The novelty doesn’t wear off though, the phones are a social life in their own right with everyone ‘group talking’ etc With all my seven grandkids in the teens they have all gone down the phone route and haven’t come out yet ? but then I was always getting told off for never taking my head out of a book so same difference I guess

sodapop Fri 01-Feb-19 16:35:04

That's my feeling too MOnica

notanan2 Fri 01-Feb-19 16:25:09

Is it new? They can go OTT with these things when theyre new until the novelty wears iff

M0nica Fri 01-Feb-19 16:22:07

Have you never heard of Grandma's house, Grandma's rules?

Now is the time to introduce some. Like not having the phone on the table when eating, or only use one device at a time. TV or phone, but not both at once.

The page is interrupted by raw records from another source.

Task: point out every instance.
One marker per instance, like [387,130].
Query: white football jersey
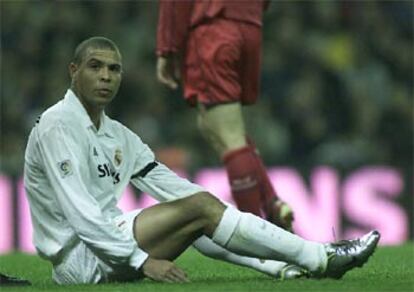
[74,176]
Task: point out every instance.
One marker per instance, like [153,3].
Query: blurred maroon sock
[268,194]
[244,177]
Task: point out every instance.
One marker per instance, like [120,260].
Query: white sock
[208,248]
[247,234]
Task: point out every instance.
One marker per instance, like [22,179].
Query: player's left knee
[207,205]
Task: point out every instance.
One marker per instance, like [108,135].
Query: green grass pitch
[389,269]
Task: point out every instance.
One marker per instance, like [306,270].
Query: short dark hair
[96,42]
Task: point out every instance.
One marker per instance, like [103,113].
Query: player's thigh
[212,63]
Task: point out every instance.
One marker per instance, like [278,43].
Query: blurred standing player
[216,46]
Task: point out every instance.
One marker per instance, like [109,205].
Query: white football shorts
[82,266]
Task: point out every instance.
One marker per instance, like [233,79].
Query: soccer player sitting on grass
[78,162]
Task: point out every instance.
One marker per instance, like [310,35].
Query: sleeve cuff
[138,258]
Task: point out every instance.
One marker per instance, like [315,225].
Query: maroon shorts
[222,63]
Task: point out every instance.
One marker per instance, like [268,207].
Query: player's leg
[275,269]
[223,126]
[165,230]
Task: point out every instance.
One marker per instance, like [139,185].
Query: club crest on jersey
[118,157]
[65,168]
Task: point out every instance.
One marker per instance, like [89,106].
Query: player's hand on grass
[168,70]
[163,271]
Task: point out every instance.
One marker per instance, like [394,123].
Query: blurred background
[337,83]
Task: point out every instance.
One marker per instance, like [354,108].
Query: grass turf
[390,269]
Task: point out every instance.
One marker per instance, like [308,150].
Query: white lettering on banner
[367,197]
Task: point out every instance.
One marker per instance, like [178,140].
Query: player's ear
[72,69]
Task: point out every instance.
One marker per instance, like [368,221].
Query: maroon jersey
[177,17]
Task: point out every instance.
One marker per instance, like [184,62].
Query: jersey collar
[73,102]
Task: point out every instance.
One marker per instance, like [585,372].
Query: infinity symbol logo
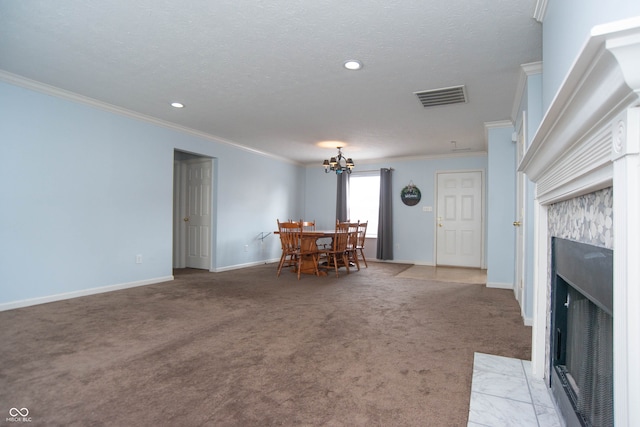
[14,412]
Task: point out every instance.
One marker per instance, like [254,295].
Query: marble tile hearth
[504,393]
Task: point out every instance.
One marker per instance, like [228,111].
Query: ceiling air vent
[444,96]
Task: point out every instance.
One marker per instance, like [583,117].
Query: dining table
[309,242]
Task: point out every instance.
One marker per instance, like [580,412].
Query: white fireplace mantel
[589,139]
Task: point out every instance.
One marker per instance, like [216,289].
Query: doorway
[192,211]
[459,226]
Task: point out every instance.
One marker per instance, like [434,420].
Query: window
[364,198]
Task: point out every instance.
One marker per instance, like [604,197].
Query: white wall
[85,190]
[501,212]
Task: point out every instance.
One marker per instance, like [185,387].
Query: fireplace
[582,332]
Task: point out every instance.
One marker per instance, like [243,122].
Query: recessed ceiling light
[353,64]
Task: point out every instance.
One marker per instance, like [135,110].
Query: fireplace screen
[582,356]
[588,363]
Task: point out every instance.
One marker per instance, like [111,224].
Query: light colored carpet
[244,348]
[445,274]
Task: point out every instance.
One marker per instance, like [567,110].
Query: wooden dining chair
[352,243]
[288,258]
[337,254]
[292,249]
[362,232]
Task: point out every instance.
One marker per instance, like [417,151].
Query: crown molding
[26,83]
[526,71]
[540,10]
[571,153]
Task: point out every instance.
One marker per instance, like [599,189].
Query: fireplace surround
[589,141]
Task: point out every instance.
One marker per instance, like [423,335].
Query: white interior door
[459,219]
[197,215]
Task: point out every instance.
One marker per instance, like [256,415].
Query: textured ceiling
[269,75]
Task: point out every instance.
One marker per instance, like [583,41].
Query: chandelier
[338,164]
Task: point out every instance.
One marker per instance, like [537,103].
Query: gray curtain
[385,217]
[342,200]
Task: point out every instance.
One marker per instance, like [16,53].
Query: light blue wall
[85,190]
[413,229]
[501,212]
[566,28]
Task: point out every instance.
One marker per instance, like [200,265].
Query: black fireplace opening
[582,332]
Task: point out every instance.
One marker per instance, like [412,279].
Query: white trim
[498,285]
[539,330]
[540,10]
[71,96]
[82,293]
[590,139]
[483,210]
[245,265]
[526,70]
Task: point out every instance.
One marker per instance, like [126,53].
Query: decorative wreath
[410,195]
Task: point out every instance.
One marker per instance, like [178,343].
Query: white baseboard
[499,285]
[249,264]
[81,293]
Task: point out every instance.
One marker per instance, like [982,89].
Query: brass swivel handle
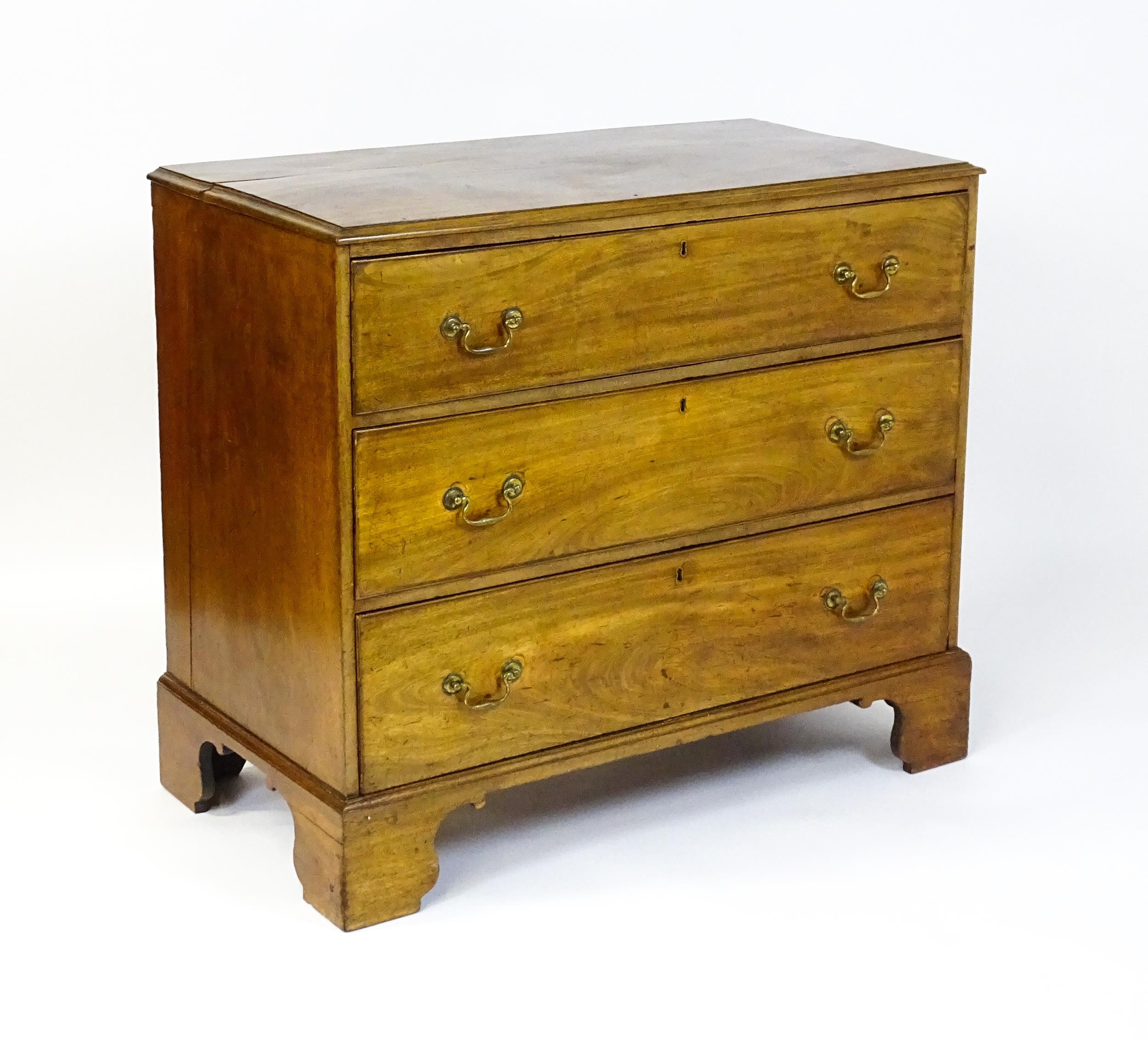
[845,276]
[837,604]
[455,329]
[455,686]
[456,499]
[839,433]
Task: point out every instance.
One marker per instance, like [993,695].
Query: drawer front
[612,648]
[662,462]
[630,301]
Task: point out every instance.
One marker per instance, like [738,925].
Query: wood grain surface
[247,337]
[628,302]
[628,467]
[419,183]
[628,644]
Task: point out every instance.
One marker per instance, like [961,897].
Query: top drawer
[639,300]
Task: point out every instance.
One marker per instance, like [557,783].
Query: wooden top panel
[425,184]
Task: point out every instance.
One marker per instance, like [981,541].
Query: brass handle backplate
[456,499]
[455,686]
[839,433]
[836,603]
[845,276]
[455,329]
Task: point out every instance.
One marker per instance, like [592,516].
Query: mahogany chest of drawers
[490,461]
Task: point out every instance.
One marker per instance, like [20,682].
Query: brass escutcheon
[839,433]
[845,276]
[455,499]
[454,327]
[836,603]
[456,686]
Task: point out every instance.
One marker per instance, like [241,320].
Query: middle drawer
[573,477]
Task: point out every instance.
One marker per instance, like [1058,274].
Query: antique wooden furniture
[488,461]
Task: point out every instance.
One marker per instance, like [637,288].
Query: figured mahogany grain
[601,306]
[422,183]
[655,463]
[621,646]
[247,339]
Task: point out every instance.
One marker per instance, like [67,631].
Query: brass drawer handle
[837,604]
[838,433]
[456,499]
[455,686]
[453,327]
[844,275]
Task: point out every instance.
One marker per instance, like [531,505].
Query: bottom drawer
[617,646]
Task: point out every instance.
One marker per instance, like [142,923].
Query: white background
[788,881]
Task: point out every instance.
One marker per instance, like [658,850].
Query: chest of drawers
[490,461]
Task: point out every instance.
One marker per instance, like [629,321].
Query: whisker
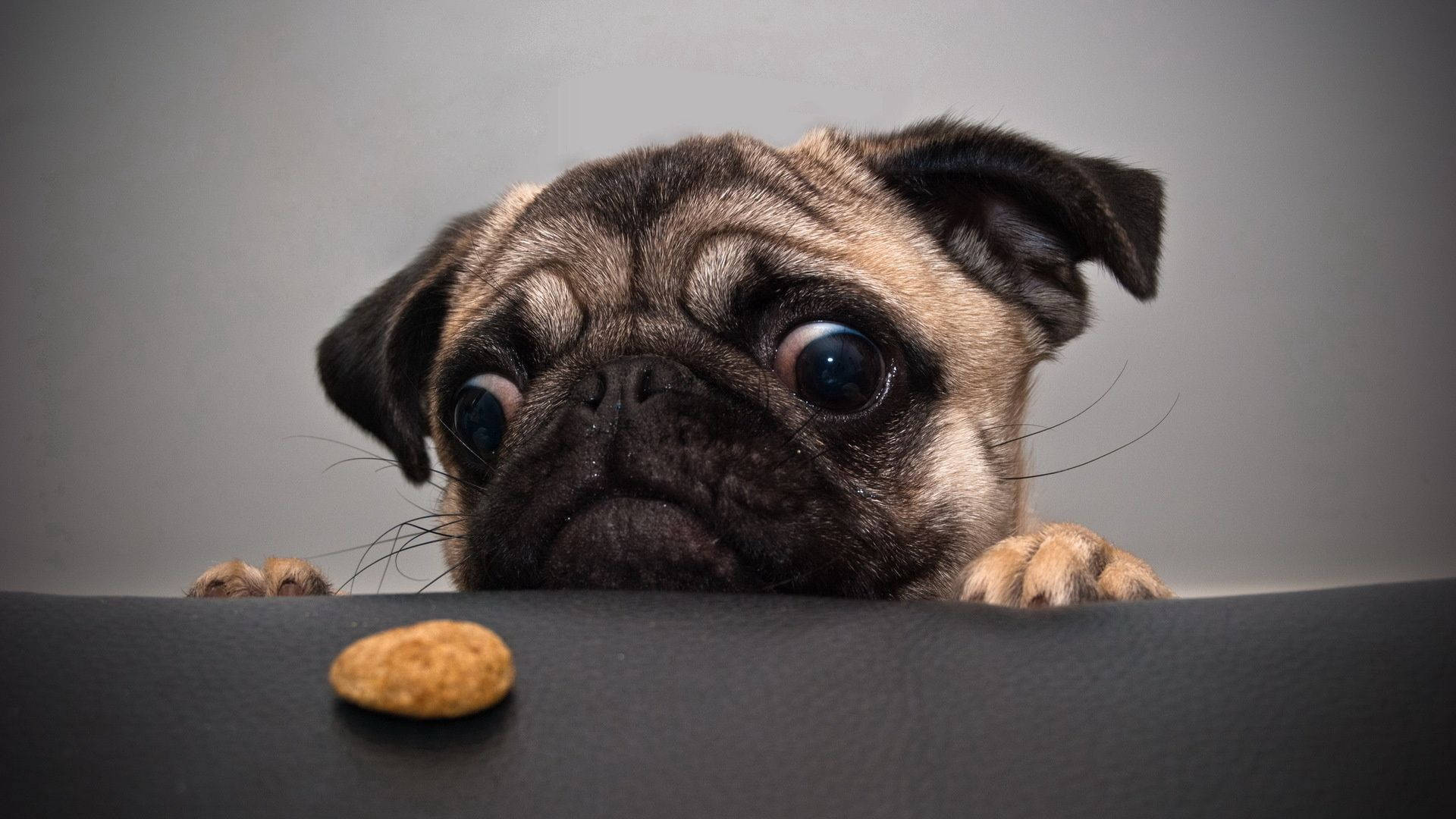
[372,542]
[1106,453]
[392,553]
[376,457]
[443,573]
[1072,419]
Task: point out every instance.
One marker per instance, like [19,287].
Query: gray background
[194,193]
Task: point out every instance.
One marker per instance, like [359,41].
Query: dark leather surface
[631,704]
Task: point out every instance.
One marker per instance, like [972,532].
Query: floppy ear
[1019,215]
[375,363]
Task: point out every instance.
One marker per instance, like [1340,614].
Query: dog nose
[622,385]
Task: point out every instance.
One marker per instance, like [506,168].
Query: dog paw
[1056,566]
[278,577]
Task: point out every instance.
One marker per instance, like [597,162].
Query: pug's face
[721,365]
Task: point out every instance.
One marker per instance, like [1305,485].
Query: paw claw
[1055,566]
[281,577]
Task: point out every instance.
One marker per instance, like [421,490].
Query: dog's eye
[832,366]
[482,409]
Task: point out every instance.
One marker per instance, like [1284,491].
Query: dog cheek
[960,494]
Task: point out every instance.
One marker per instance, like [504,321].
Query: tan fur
[1055,566]
[571,273]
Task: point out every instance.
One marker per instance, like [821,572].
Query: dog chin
[632,542]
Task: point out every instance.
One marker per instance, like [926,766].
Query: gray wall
[194,193]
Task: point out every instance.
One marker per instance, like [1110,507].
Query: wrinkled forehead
[683,228]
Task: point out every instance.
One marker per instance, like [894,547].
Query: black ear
[375,363]
[1019,215]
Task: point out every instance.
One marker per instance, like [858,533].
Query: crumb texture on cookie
[431,670]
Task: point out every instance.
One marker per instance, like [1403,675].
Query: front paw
[278,577]
[1056,566]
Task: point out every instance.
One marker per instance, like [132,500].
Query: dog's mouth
[639,542]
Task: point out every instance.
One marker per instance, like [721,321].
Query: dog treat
[433,670]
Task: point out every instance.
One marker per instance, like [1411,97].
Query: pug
[727,366]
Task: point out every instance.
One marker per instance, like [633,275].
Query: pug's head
[721,365]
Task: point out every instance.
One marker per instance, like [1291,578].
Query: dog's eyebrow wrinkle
[551,311]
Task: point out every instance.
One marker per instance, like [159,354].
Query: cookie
[428,670]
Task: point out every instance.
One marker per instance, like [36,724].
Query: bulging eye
[482,409]
[832,366]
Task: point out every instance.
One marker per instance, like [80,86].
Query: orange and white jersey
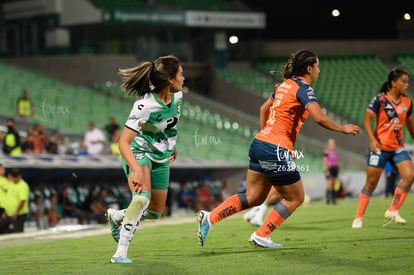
[390,120]
[287,113]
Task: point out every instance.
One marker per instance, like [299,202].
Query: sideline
[80,231]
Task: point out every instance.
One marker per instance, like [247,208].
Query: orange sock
[227,208]
[399,197]
[272,221]
[364,198]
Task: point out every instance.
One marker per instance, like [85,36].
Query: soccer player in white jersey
[147,144]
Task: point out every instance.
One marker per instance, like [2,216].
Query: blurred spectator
[11,140]
[186,197]
[53,210]
[27,145]
[53,146]
[39,140]
[111,127]
[4,183]
[24,107]
[70,209]
[37,212]
[16,203]
[94,140]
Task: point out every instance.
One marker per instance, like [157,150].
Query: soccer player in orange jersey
[392,109]
[270,153]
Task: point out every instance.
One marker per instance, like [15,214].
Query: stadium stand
[172,4]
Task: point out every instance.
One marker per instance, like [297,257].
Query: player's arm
[264,111]
[410,125]
[325,121]
[137,176]
[325,163]
[369,116]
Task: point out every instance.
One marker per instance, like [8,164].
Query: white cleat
[357,223]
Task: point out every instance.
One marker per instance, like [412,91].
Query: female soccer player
[270,158]
[147,143]
[392,109]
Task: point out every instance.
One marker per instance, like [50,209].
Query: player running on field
[392,109]
[147,144]
[270,158]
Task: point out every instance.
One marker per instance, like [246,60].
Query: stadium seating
[346,84]
[173,4]
[203,134]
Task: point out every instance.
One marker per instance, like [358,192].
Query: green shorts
[159,172]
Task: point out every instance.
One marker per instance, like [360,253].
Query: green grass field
[317,239]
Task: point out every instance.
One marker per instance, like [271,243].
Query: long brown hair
[149,75]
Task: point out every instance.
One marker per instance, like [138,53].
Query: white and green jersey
[156,126]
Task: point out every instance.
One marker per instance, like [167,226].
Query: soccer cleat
[394,216]
[204,226]
[263,242]
[120,260]
[357,223]
[115,230]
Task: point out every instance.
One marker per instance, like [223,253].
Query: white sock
[132,215]
[119,215]
[261,209]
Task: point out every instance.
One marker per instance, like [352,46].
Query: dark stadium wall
[384,49]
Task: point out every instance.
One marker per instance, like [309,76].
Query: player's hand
[373,146]
[351,129]
[135,182]
[174,155]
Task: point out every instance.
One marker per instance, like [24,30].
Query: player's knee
[152,215]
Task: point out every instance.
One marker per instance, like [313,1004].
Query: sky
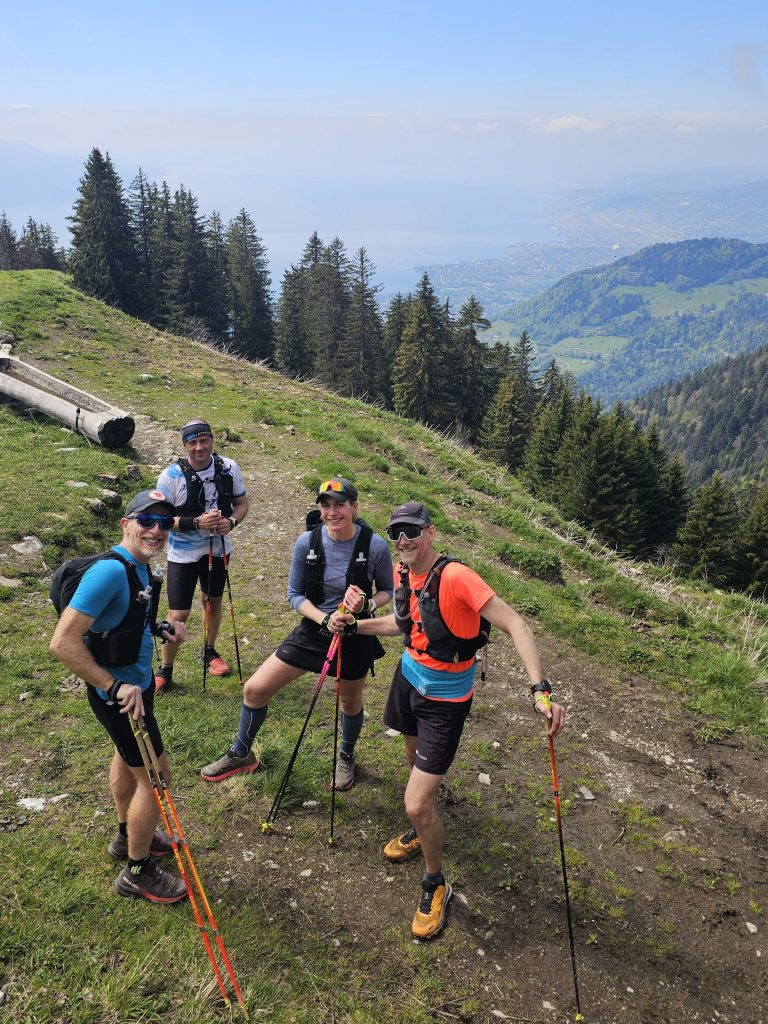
[425,131]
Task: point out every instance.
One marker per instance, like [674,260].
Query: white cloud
[744,60]
[572,122]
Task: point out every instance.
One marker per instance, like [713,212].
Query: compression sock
[430,880]
[350,730]
[251,720]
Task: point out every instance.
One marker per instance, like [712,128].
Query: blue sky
[425,131]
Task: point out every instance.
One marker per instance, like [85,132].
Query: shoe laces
[427,895]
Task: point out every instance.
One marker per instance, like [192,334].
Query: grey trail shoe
[229,765]
[161,846]
[152,883]
[344,774]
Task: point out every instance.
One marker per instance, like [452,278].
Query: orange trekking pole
[180,847]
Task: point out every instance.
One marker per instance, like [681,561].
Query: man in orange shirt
[443,610]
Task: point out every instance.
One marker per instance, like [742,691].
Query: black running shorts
[436,724]
[306,648]
[183,577]
[119,726]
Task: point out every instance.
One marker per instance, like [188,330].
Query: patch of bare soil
[667,863]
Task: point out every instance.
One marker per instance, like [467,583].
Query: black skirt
[306,647]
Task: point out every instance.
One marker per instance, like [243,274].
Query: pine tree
[8,245]
[422,376]
[541,468]
[142,212]
[470,368]
[103,262]
[219,293]
[358,366]
[252,317]
[186,283]
[504,432]
[753,549]
[292,352]
[706,545]
[394,325]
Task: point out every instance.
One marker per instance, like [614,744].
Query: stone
[28,546]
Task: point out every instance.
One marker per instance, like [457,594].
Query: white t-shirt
[188,546]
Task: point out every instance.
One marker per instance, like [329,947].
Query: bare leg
[421,807]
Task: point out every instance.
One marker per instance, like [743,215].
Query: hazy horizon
[429,133]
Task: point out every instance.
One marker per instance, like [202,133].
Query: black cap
[147,499]
[338,488]
[195,427]
[413,512]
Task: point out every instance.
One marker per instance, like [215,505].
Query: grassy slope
[119,965]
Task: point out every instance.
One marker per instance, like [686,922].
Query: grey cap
[413,512]
[146,500]
[338,488]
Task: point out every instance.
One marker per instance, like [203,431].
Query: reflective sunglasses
[336,485]
[150,519]
[410,530]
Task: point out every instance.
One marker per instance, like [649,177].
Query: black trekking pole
[546,698]
[268,823]
[207,610]
[331,840]
[231,607]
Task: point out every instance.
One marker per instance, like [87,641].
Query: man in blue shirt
[117,690]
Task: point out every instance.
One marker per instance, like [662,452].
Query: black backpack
[315,560]
[121,645]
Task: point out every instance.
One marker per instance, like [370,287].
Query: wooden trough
[83,413]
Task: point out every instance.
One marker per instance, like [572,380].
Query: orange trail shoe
[216,665]
[402,847]
[430,914]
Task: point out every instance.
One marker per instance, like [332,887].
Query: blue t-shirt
[338,555]
[103,594]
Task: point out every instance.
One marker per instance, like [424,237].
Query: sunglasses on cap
[150,519]
[336,485]
[411,530]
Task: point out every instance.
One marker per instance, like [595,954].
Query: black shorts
[183,577]
[306,648]
[436,724]
[119,726]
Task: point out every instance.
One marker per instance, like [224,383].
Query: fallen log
[83,413]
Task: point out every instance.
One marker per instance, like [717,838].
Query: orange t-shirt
[462,595]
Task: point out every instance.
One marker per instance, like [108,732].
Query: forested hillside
[716,418]
[652,316]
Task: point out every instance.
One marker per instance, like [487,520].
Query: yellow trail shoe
[430,914]
[402,847]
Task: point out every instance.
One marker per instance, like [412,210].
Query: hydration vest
[196,495]
[442,645]
[121,645]
[357,574]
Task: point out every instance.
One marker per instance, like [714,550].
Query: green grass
[130,963]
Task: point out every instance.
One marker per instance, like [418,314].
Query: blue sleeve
[102,593]
[382,562]
[297,576]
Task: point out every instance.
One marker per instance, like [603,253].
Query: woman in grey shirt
[340,561]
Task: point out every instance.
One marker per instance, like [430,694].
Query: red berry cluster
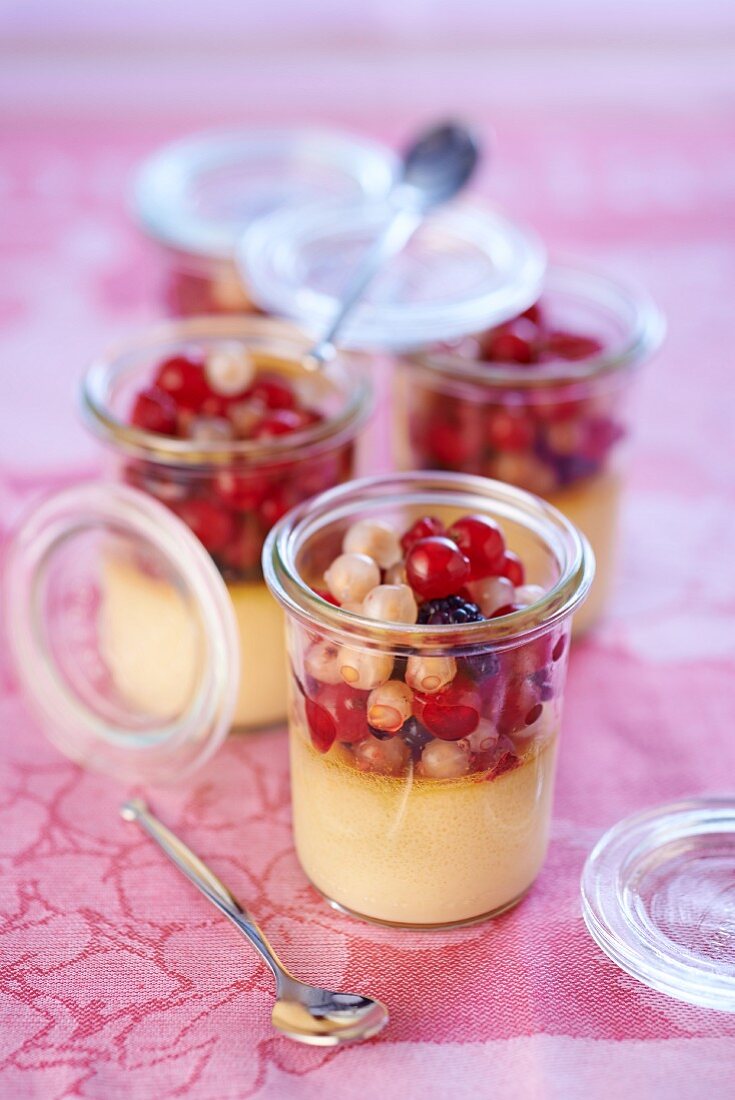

POGS Fri 01-Feb-19 13:50:51

Imm6

Echo that with our granddaughter and us.

I always thought it would be boys that ' took her away ' but it's a ruddy phone ?

I am happy to accept I am on old fuddy duddy but as long as the smiles and hugs keep coming I stay happy.

Luckygirl Fri 01-Feb-19 12:44:34

I think that thought needs to be given to what it is doing to him really - I know you are sad because he is not talking to you, but the phone issue is a vexed one.

On the one hand they learn loads from the access it gives them to facts and figures; and it is a good way of keeping in touch with friends. It is about the level of use really.

It sounds as though your DD is not worried about it and I presume she has put the necessary safeguards on. I think you need to go with the flow - I am not sure what else you can do, unless you are prepared to enforce different rules for your house, which is reasonable, but a pain to insist upon, and will put him off being with you.

lmm6 Fri 01-Feb-19 12:38:54

Grandson is 12. We've always had a lovely time enjoying hobbies together, playing board games, walking etc. Since he has been at senior school and has acquired a smartphone I can barely get his attention. I look after him while daughter works. I don't want to get angry or seem bossy but I just wish he would put the phone down and talk to me. Even if we watch a TV programme together, he's constantly looking at it. I feel invisible and am wondering what it will be like in the school holidays. DD says oh they are all like that. Can't be doing them any good can it? Makes me really sad.